MAGIK is a geometric deep learning approach for the analysis of dynamical properties from time-lapse microscopy.
Here we provide the code as well as instructions to train models and to analyze experimental data.

# Getting started

## Installation from PyPi

MAGIK requires at least python 3.6.

To install MAGIK you must install the [Deeptrack](https://github.com/softmatterlab/DeepTrack-2.0) framework. Open a terminal or command prompt and run:

pip install deeptrack

## Software requirements

### OS Requirements

MAGIK has been tested on the following systems:

- macOS: Monterey (12.2.1)
- Windows: 10 (64-bit)

### Python Dependencies

```
tensorflow
numpy
matplotlib
scipy
Sphinx==2.2.0
pydata-sphinx-theme
numpydoc
scikit-image
tensorflow-probability
pint
pandas

```

If you have a very recent version of python, you may need to install numpy _before_ DeepTrack. This is a known issue with scikit-image.

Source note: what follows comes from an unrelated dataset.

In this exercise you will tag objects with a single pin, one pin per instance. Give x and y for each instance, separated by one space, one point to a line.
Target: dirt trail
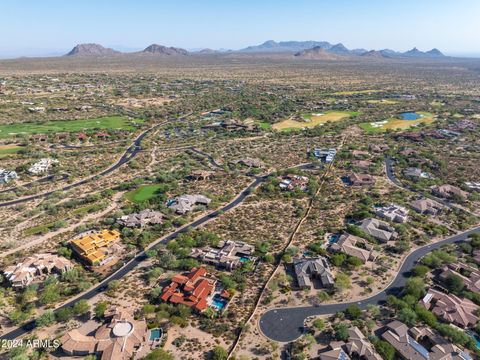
39 240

## It's a kind of MAGIK...

To see MAGIK in action, we provide an [example](//github.com/softmatterlab/DeepTrack-2.0/blob/develop/examples/MAGIK/) based on live-cell migration experiments. Data courtesy of Sergi Masó Orriols, [the QuBI lab](https://mon.uvic.cat/qubilab/).

## Cite us!

If you use MAGIK in your project, please cite our article:

```
Jesús Pineda, Benjamin Midtvedt, Harshith Bachimanchi, Sergio Noé, Daniel Midtvedt, Giovanni Volpe, and Carlo Manzo
"Geometric deep learning reveals the spatiotemporal fingerprint of microscopic motion."
arXiv 2202.06355 (2022).
https://arxiv.org/pdf/2202.06355.pdf
```

## Funding

This work was supported by FEDER/Ministerio de Ciencia, Innovación y Universidades – Agencia Estatal de Investigación
through the “Ram ́on y Cajal” program 2015 (Grant No. RYC-2015-17896) and the “Programa Estatal de I+D+i Orientada a los Retos de la Sociedad” (Grant No. BFU2017-85693-R); the Generalitat de Catalunya (AGAUR Grant No. 2017SGR940); the ERC Starting Grant ComplexSwimmers (Grant No. 677511); and the ERC Starting Grant MAPEI (101001267); the Knut and Alice Wallenberg Foundation (Grant No. 2019.0079).

## License

This project is covered under the **MIT License**.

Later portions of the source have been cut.